# Pan Seared Scallops with a Blackberry-Red Wine Reduction



## ironchef (Jul 8, 2005)

Enjoy this while fresh blackberries are in season. You can use frozen blackberries if you cannot get the fresh ones, although the flavor won't be exactly the same.

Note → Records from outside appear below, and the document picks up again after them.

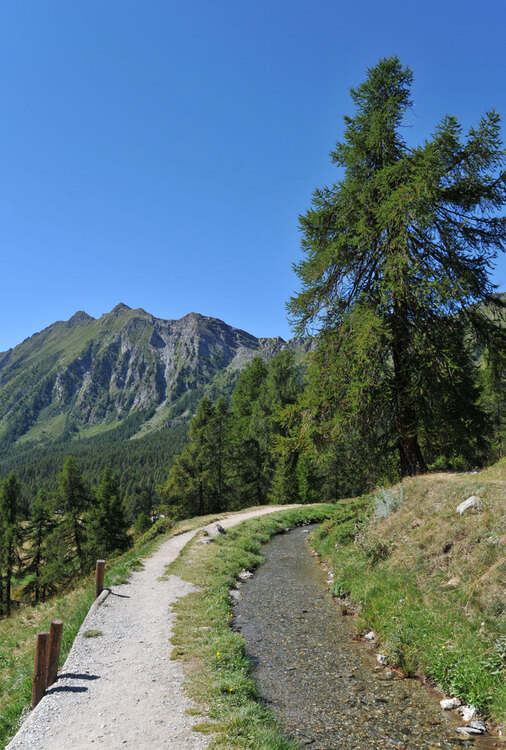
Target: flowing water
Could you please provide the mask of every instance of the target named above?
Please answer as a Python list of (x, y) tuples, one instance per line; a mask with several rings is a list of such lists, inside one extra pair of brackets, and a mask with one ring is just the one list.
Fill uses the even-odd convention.
[(463, 722), (441, 710), (439, 693), (379, 668), (372, 647), (351, 639), (307, 539), (296, 529), (266, 545), (234, 615), (262, 697), (289, 736), (310, 750), (499, 747), (489, 736), (460, 738)]

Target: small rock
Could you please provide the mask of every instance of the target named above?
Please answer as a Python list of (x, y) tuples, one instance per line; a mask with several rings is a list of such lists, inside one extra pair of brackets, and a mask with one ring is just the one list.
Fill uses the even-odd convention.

*Pan Seared Scallops with a Blackberry-Red Wine Reduction*

*Yield: 4 Servings*

*Ingredients:*

*For the Scallops*:
20 ea. U-10 Scallops
4 Tbsp. Olive Oil
Kosher Salt 
Fresh Cracked Pepper

*For the Sauce*:
1 1/2 c. Fresh Blackberries
1 1/2 c. Pinot Noir or other medium/light bodied red wine
3 Tbsp. White Granulated Sugar
1/2 c. Chicken Stock
2 sprigs, Fresh Thyme
2 Bay Leaves
2 shallots, chopped
1 tsp. Fresh Ginger, finely chopped
6 Tbsp. Unsalted Butter, 4 Tbsp. of it kept cold
Kosher Salt to taste

*Method*:

In a sauce pan, heat 2 Tbsp. of the butter and saute the shallots and ginger until the shallots turn translucent, about 3-4 minutes. Add the wine, stock, blackberries, sugar, thyme, and bay leaves, bring to a boil. Decrease to a light simmer, and reduce the liquid by two-thirds. It should become thicker and a bit syrupy. Transfer to a blender and puree until smooth, but becareful of the hot liquid. Strain through a chinois lined with cheesecloth into another saucepan, and whisk in the 4 Tbsp. of butter, 1 Tbsp. at a time until alll of it is incorporated in the sauce. Season to taste with kosher salt and keep warm.

In a saute pan, add 2 Tbsp. of Olive Oil and heat until lightly smoking. Season both sides of the scallops with kosher salt and pepper, and add to the pan. Do not add more than 8-10 scallops at a time. Sear on both sides until a golden brown crust develops and the scallops are about medium doneness, approximately 2 minutes per side. Wash the pan and use new oil for the second batch, or use a new pan. Serve immediately with the Blackberry-Red Wine Sauce.


----------